Uli Hannemann: Neulich im Taxi
Fahren Sie Taxi? Wenn ja, dann wissen Sie ja, dass man in diesem „zweitältesten Gewerbe der Welt“ einiges erleben kann. Wenn nicht, dann haben Sie erst recht Grund, Uli Hannemanns Geschichten kurze Geschichten zu lesen und mitzuerleben, was einem als Taxifahrer in Berlin alles blühen kann.

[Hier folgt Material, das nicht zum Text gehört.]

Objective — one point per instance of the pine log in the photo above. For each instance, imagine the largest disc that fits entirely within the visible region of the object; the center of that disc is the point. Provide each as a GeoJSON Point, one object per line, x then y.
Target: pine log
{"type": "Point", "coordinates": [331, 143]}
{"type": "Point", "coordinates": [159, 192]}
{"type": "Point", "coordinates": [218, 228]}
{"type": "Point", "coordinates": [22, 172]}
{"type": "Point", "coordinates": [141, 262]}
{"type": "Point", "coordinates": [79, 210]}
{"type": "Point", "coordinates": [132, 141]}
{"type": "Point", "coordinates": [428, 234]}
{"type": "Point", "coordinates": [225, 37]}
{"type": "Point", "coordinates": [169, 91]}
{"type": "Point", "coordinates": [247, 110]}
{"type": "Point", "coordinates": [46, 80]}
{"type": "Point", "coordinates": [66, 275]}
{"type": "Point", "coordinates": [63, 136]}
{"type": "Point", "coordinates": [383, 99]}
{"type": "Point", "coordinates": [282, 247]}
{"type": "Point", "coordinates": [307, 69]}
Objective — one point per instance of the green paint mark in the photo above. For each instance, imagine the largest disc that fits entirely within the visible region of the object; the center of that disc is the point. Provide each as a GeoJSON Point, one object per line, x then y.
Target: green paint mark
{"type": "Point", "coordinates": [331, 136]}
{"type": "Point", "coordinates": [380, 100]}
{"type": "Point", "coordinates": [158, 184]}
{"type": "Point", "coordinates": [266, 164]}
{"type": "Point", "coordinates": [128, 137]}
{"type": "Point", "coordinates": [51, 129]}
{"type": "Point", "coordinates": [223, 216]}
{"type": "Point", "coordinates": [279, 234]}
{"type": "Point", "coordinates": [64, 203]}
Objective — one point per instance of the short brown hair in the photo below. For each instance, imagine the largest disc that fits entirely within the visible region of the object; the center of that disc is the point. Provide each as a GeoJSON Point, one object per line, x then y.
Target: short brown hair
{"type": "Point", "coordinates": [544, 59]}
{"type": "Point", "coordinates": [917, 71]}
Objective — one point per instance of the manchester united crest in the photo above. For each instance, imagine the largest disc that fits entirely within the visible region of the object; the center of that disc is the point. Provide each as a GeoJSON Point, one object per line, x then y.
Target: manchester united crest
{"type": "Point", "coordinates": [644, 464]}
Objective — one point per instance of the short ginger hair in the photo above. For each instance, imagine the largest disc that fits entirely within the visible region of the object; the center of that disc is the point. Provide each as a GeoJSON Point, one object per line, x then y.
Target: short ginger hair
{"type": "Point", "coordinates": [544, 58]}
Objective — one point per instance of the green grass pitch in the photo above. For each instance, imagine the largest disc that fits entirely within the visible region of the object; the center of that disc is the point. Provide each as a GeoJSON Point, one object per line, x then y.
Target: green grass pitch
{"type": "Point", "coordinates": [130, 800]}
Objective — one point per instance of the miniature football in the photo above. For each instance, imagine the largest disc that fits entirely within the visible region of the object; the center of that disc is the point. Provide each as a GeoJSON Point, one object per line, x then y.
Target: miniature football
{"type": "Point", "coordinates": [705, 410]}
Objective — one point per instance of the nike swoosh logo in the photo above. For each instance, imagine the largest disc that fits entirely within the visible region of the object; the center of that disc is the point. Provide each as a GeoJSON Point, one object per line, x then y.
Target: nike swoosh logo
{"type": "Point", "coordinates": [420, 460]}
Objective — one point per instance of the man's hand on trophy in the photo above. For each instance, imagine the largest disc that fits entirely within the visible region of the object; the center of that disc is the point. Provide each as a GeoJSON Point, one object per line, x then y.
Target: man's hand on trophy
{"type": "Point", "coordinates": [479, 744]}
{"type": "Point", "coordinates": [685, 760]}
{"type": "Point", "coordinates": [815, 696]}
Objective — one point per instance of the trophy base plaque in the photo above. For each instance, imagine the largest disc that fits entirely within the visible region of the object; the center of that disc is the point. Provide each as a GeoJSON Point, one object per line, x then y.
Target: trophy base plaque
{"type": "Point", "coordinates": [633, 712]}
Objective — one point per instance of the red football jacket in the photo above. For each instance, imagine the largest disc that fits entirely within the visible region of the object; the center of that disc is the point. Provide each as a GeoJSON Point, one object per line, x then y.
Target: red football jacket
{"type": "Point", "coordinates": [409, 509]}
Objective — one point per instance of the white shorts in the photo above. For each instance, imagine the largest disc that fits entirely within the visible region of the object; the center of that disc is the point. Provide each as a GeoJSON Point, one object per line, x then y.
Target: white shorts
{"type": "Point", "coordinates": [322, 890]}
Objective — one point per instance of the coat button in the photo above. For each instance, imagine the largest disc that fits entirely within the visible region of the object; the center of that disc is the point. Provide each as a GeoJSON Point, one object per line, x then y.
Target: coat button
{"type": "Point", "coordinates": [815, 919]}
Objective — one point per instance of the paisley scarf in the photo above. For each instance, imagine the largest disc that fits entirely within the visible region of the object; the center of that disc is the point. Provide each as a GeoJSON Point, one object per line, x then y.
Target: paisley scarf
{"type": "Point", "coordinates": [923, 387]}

1990 trudeln immer mehr hässliche Briefe von Uli Hannemanns Vermieter bei ihm ein. Dem Erzähler wird klar: er muss zu Geld kommen. Doch das frühe Aufstehen, der geregelte Arbeitsablauf und Straßen mit roten Ampeln sind nichts für ihn. Aber Nachfahrten im Taxi, die in der „Rattenbar“ ausklingen – das trifft eher sein Lebensgefühl. Dabei beleuchtet der Erzähler nicht nur seine Fahrgäste, die mal mit dem Trinkgeld knausern und es mal um sich werfen, vor allem beleuchtet er auch sich selbst oder seine Kollegen. Da ist die Angst vor der ersten Storchenfahrt, der kiffende aber selige Kollege und nicht zu vergessen, natürlich die Runden im Stammlokal und die Sprüche aus der Zentrale. Bei seinen Gästen sind es Leute, wie sie Uli Hannemann schon in seinem ersten Buch „Neulich in Neukölln“ beschrieben hat: die rauchende Mutter, die betrunkene Oma oder der Typ, der mit seinem Krempel nur auf die andere Straßenseite ziehen will, dafür aber ein Taxi bucht.
Hannemann scheut kein Klischee und keine Übertreibung, er wird bitterböse oder surreal – eben so wie das Leben ist. Aber ganz bestimmt nicht wie die hohe Literatur. Wer also Unterhaltung sucht oder sich als Taxifahrer wieder finden will, der ist mit diesem Taschenbuch aus dem Ullstein-Verlag gut beraten.